You didn't want to tell me, the whiskey thought otherwise. You almost died in high school. Twice. You notice the tears welling in my eyes, I'm an open book, you tell me not to worry. You didn't die, you run cross country at your university. Your lungs are fully functioning despite all of the odds and historical data and doctors' predictions. You're happy, you're unafraid. Is your death inevitable? Whose isn't? You're ready to go to sleep. My school mailing address is entered into your phone.

You're gone when I wake up.


The daylight faded to black hours ago and I'm swept away in a friend's car to a wedding reception.  We know nobody. We dance beneath paper globes and Christmas lights, taking advantage of the waning crowd and the open bar.

It's two in the morning and I'm driving your car as you play DJ, we're on an adventure, you are the navigator. Through winding roads and open fields we reach our destination; I've never been here. The banks of the Missouri River, the route to the island is flooded, raging, dangerous. Toes in the water, lit by a full moon, you apologize for the other night. You insist it was selfish and weird, too open, too personal. You suggest we'll make it even if I spill my life story.

I talk and you listen. Attentively. I trivialize my fears, downplay my ambitions. It's quiet for few minutes, the water's uneven rushing is enough.

This isn't fair. You told me everything, I have nothing to tell, my accomplishments are minimal.

Then I talk, say things I have never even verbalized to myself.

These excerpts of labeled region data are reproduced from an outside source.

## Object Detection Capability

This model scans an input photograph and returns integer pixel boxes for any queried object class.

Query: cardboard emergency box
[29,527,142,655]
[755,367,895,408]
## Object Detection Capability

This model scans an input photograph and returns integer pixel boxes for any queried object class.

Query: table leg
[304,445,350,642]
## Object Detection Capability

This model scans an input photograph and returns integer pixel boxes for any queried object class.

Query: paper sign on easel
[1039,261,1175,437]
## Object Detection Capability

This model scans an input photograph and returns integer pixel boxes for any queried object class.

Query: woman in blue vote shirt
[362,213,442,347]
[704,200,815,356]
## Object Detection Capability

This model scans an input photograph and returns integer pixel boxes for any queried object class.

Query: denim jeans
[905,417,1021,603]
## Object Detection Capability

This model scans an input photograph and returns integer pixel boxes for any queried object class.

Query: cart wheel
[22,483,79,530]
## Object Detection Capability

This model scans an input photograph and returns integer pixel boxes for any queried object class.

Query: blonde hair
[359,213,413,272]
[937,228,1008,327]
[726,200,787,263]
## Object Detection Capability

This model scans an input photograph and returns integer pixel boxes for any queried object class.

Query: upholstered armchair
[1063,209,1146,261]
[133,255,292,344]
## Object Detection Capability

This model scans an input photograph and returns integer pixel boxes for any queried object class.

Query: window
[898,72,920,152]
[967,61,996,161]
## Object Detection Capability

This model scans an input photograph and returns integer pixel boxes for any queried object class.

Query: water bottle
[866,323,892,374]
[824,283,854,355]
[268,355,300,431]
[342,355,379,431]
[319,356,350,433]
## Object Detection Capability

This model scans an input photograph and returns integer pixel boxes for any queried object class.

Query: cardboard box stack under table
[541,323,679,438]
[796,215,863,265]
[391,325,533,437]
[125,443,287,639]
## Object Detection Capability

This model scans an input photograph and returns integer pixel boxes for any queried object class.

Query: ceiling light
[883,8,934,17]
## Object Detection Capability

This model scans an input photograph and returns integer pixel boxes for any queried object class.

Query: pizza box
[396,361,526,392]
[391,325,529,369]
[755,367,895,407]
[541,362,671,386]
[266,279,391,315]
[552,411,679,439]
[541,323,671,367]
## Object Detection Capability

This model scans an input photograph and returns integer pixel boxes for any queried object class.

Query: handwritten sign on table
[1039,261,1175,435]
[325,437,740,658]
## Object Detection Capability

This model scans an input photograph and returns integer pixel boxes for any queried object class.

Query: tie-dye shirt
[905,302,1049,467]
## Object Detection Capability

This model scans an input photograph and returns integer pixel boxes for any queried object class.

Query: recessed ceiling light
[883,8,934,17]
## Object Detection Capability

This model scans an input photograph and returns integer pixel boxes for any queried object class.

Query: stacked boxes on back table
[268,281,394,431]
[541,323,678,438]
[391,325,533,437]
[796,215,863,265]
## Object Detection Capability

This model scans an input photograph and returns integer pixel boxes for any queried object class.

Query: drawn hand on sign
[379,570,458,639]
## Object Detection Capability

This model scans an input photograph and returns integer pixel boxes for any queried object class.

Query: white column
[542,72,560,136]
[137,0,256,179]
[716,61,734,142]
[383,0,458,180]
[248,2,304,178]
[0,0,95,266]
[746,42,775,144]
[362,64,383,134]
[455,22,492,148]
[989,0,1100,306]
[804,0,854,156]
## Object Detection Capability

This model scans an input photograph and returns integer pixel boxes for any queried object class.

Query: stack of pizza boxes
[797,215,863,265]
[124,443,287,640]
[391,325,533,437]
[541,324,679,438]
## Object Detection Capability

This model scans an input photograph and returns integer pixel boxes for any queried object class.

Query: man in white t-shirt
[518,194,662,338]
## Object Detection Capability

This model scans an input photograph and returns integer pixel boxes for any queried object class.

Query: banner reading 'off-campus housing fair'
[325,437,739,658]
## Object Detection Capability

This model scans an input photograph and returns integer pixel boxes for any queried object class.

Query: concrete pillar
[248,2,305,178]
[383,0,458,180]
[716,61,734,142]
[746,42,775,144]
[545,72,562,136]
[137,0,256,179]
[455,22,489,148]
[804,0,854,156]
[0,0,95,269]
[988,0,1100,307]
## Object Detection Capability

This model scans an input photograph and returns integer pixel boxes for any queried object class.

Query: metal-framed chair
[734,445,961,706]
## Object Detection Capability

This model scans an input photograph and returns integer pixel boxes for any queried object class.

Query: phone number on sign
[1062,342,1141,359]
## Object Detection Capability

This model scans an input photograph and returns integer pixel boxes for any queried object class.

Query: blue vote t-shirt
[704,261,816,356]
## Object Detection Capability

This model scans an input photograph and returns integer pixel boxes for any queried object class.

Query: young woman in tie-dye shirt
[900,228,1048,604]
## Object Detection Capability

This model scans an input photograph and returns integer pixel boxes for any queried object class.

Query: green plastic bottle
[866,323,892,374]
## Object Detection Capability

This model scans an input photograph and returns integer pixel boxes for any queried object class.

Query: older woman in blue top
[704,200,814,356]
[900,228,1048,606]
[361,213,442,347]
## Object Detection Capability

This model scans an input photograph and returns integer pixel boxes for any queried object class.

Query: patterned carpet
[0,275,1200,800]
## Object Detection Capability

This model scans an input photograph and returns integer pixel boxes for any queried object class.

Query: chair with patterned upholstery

I admit my true goals in life, my true feelings toward the mundane, linear path that seems to have been set for me. I let slip secrets, feelings of inadequacy. I feel light.

I taper off and you digest for a minute, shades of embarrassment color my face. But then you tell me with such conviction that I have potential and owe it to myself to go for whatever it is that I want to do, and that I think too much, and that I deserve better than what I have. I'm floating.

Then you say let's go for a drive, there's a meteor shower tonight.

At four in the morning, we're trespassing on an old farm through lightless, expansive fields. The night sky is our own. We laugh, we sing, we count stars and wince at unidentifiable noises in the distance. Police? Coyotes?

It doesn't matter, it couldn't matter.

I think of living with a set date of death, I think of disregarding the words of doctors, parents, government and all other authority. You're entirely free, untethered. Deliberately living and only taking interest in what you can directly control.

As your car flies from my driveway I envision you as a mystical bird flying into the early morning.

I am, and have always been, terrified of birds.


The fragrant smoke flows out of the hookah in a dingy basement as you bound down the stairs.

It's been forever since we've seen a clock, but it must be three in the morning. You're leaving for school in two and a half hours, for school and then Europe - you're leaving home for at least a year. You felt compelled to come over.

The group awkwardly reminisces of high school days, the only shared memories and common ground we have anymore. You're oddly quiet. The time comes for me to leave and you realize you're due at the airport in thirty minutes.

Car-side, you give me a mix CD and a firm hug, a promise of a letter to my college box soon. You don't have a set address yet, your phone doesn't work at school, you've evacuated the trappings of social media. You take off, we turn in the opposite direction at the main road.

The four lines of my address in your phone is all that connects us.

That, and a cardinal landed on the table next to me -

usually I'd move, but I just watched.